Obstinarse de forma 
voluntariosa, pues, en la reconversión de las religiones, en su aggiornamento, 
indica, en mi modesta opinión, no haber percibido del todo la profundidad de la 
crisis que nos ha tocado en suerte vivir, ya que no se trata de una crisis más. 

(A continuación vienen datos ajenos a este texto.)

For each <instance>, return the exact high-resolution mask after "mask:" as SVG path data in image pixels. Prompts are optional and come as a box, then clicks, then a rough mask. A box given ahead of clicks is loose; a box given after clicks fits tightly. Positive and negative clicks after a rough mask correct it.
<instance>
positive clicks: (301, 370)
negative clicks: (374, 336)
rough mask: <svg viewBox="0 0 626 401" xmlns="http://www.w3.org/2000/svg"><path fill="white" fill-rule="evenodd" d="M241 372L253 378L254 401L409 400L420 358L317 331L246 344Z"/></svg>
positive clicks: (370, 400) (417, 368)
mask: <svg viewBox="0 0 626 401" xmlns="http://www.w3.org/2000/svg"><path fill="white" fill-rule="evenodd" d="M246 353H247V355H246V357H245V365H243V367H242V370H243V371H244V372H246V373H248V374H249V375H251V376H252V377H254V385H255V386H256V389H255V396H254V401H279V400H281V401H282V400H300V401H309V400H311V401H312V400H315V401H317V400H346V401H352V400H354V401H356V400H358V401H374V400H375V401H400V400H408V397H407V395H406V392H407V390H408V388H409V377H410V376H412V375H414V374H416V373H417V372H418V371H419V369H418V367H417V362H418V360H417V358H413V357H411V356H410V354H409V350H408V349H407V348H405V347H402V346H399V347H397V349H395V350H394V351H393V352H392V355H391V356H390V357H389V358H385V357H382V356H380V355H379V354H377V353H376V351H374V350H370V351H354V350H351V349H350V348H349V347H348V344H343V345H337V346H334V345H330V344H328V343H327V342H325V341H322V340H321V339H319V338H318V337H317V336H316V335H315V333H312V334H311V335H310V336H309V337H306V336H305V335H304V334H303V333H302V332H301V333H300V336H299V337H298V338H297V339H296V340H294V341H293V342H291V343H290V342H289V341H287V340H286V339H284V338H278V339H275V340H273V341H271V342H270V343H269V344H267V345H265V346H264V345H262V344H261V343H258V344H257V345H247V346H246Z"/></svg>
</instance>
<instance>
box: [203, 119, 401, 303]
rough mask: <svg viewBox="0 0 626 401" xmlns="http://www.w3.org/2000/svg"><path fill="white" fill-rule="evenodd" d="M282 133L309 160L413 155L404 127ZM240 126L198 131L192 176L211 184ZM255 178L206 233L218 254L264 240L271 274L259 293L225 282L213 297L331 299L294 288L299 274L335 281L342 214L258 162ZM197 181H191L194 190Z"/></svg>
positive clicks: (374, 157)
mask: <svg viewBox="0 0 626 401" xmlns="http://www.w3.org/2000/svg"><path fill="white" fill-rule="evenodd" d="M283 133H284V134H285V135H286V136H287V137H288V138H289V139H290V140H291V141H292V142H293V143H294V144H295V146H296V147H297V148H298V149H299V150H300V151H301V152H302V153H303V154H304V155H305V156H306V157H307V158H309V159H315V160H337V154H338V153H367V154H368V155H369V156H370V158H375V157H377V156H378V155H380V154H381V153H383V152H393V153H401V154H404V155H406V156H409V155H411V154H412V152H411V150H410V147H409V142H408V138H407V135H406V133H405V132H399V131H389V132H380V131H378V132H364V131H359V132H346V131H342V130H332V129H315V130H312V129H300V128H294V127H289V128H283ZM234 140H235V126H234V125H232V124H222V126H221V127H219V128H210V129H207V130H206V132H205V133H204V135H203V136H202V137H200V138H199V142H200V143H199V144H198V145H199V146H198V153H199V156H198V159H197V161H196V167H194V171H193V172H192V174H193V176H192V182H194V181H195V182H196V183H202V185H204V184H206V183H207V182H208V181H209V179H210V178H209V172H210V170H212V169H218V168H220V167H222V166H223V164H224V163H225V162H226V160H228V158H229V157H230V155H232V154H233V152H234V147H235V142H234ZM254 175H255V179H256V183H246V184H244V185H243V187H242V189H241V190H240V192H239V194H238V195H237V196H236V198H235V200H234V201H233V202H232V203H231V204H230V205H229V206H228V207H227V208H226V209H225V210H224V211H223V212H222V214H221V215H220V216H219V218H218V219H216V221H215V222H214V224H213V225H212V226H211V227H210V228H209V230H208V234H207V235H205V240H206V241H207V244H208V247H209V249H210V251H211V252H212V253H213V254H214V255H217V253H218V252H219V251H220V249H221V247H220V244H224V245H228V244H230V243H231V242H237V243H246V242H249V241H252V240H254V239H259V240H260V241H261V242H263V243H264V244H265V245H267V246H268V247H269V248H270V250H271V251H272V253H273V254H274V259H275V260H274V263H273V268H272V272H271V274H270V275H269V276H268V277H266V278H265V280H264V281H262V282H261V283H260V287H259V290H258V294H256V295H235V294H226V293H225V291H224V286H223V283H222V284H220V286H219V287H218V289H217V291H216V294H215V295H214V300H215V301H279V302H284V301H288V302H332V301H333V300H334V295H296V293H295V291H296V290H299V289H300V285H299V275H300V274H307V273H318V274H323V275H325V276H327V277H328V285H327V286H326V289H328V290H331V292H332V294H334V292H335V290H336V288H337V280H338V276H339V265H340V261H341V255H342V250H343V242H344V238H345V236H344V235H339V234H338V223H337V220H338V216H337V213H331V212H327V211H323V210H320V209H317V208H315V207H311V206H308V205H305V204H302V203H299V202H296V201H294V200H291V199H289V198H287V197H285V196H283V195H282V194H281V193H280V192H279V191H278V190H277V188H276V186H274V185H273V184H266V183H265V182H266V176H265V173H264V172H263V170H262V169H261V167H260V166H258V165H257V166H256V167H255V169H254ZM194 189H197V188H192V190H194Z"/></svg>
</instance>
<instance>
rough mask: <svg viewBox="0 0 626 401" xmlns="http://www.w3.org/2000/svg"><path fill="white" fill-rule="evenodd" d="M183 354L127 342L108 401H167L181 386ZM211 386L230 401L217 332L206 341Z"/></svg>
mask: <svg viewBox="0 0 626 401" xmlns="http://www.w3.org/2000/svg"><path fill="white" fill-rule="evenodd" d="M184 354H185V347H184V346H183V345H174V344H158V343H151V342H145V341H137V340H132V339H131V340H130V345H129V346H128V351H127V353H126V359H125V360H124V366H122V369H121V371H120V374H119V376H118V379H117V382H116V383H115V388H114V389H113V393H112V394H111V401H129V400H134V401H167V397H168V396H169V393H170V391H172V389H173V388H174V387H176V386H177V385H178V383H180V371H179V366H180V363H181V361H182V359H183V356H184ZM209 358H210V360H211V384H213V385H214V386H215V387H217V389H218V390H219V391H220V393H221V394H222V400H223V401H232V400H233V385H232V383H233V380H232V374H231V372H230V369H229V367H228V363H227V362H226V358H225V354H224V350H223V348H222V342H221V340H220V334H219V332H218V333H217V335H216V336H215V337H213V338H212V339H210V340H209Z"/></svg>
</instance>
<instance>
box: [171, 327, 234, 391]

Posiblemente, estemos asistiendo, sin apercibirnos del todo, a un verdadero 
cambio epocal por lo que hace a la religión, y si es así, convendría 
interrogarse a propósito del significado real que el diálogo interreligioso 
posee hoy, en dichas circunstancias de crisis y cambio. Y es que, y lo anticipo 
ya, dicho diálogo no puede ser el bálsamo que cure las heridas (mortales) de las 
distintas religiones, ni su sala de reanimación, ni mucho menos aún el refugio 
en el que hallar calor y consuelo mutuo ante los embates de los tiempos que 
corren, cada vez más abigarrados y promiscuos, cada vez más vertiginosos. Que el 
diálogo sea una necesidad para las religiones, que sea indispensable y 
necesario, no significa, a mi modo de ver, que las vaya a librar de una 
situación que no tiene marcha atrás, su declive. Mucho me temo, insisto, que las cosas no van a dar marcha 
atrás en materia de religión, y tampoco creo que eso sea ni conveniente ni mucho 
menos deseable. Es posible que no sepamos a ciencia cierta hacia dónde vamos, 
pero para atrás seguro que no. Mal que nos pese, tanto si nos agrada como si no, 
las religiones ya no volverán a ser lo que fueron. Máxime quedarán -¡quién sabe 
por cuánto tiempo!- como un reducto marginal para nostálgicos irreductibles y 
apocados (espiritualmente hablando). No soy en este punto, lo confieso para que 
no haya duda alguna, ni un modernista rabioso ni menos todavía un perennialista 
anclado en un supuesto tiempo pretérito idílico. Puedo por ello mirar hacia 
atrás, hacia el pasado religioso, sin ira (antes bien con admiración), pero al 
mismo tiempo sin el menor atisbo de añoranza, entre otras cosas porque aún está 
por demostrar que cualquier tiempo pasado fue mejor. Pero que la religión (entendida en tanto que sistema 
dogmático de creencias, exclusivo y exclusivista, portador de una ley moral de 
carácter revelado a la cual someterse, a fin de ganar una supuesta salvación en 
la otra vida) esté herida de muerte, en modo alguno implica que lo esté la 
espiritualidad, como parecen avalarlo ciertos indicios, aún incipientes, cierto 
es, pero no por ello menos significativos. Quiere ello decir, por consiguiente, 
que, primero de todo, se impone distinguir entre religión y espiritualidad. Esa 
es, a mi juicio, una de las cuestiones más acuciantes de nuestro tiempo, sobre 
todo si deseamos que el anhelo sincero de espiritualidad de muchos de nuestros 
contemporáneos no se dé de bruces contra el frontón de la religión de unos 
pocos, y se vaya a pique. La espiritualidad puede darse, y de hecho se ha dado 
en la historia -también hoy-, al margen y más allá de la religión formal (el 
sufismo constituye un ejemplo histórico inmejorable por lo que al islam 
respecta, tal como veremos seguidamente), mientras que la religión puede ser 
seguida sin el menor atisbo de espiritualidad, como no nos cansamos de ver, aquí 
y allá, en tantos y tantos fenómenos religiosos afectados hoy, en la mayoría de 
los casos, por una pavorosa involución [2].